Nanu – É o que eu digo, para mim o FC Porto vai ser campeão e tem de ser campeão. A mentalidade do clube é simples: vamos ser campeões, mais nada. Nem sempre as coisas correm bem, mas a convicção que há dentro daquele clube é impressionante. Só posso agradecer tudo o que a equipa técnica fez por mim. Espero voltar e mostrar o meu verdadeiro valor. Não me sinto realizado porque não mostrei o Nanu que eles queriam que eu fosse. Isso ficou em falta, gostava de ter a oportunidade de mostrar que esse Nanu existe. Nem tudo foi mau.

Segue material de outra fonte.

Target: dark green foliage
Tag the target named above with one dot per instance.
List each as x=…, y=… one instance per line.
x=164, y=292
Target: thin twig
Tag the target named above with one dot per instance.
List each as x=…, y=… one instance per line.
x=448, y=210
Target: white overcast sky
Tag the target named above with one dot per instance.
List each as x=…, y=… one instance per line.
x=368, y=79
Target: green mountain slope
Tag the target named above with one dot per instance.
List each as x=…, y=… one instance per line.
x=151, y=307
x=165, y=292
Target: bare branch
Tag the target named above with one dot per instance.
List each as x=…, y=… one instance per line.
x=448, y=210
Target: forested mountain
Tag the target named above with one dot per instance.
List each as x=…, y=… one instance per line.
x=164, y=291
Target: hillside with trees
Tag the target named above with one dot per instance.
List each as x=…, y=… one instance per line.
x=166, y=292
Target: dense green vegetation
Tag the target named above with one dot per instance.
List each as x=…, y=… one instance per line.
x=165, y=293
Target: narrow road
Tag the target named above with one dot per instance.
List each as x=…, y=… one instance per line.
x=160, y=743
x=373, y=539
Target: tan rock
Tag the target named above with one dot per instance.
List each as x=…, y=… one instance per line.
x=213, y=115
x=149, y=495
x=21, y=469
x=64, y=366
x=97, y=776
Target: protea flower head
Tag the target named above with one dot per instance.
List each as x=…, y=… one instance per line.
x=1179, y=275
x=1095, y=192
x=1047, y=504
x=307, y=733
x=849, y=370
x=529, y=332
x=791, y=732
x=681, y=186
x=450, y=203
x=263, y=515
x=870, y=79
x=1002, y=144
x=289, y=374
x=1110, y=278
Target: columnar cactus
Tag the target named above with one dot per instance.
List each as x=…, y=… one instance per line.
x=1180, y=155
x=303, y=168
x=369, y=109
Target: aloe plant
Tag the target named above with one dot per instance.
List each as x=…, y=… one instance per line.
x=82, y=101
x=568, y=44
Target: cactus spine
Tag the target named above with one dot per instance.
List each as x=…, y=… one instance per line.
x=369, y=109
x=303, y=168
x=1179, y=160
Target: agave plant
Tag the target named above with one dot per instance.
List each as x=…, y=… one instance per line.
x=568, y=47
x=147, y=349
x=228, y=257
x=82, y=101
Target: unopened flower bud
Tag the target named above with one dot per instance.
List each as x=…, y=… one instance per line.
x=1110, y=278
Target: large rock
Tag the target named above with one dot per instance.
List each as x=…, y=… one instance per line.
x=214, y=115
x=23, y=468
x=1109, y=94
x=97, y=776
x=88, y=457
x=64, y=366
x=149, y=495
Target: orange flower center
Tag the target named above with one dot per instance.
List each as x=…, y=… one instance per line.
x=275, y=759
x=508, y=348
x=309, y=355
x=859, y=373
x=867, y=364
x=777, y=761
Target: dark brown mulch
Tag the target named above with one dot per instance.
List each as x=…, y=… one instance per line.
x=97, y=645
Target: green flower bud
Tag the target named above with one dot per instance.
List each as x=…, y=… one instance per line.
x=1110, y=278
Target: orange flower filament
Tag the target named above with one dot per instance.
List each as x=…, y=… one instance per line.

zz – Consegue escolher o melhor momento de dragão ao peito?
N – Tive o privilégio de jogar na Liga dos Campeões, que era um sonho. Nas vezes em que estive em campo, acho que cumpri. Não estive tão bem na minha estreia em Manchester, mas no segundo jogo contra eles já me senti melhor, mais soltinho. Momento brilhante... diria que foi o cruzamento para o Taremi, para aquele golo contra o Chelsea. Deixou-me feliz porque nos deu a vitória e deixou-nos perto de empatar a eliminatória. Foi uma boa sensação. Merecíamos mais nesse jogo. Fomos muito superiores ao Chelsea e merecíamos ter ido às meias-finais.
zz – Quem eram os líderes do balneário, aqueles que faziam o batismo aos ‘rookies’?
N – Bem, fui bem recebido, mas eles lembraram-me à chegada do golo que eu tinha feito ao FC Porto pelo Marítimo (risos). Tive de ouvir umas boquinhas. Mas eles rapidamente perceberam que a partir daquele momento eu passaria a fazer tudo para o FC Porto ganhar.
zz – Qual foi o adversário mais difícil que apanhou pela frente? O duelo contra o Sadio Mané ficou famoso. Seria por aí?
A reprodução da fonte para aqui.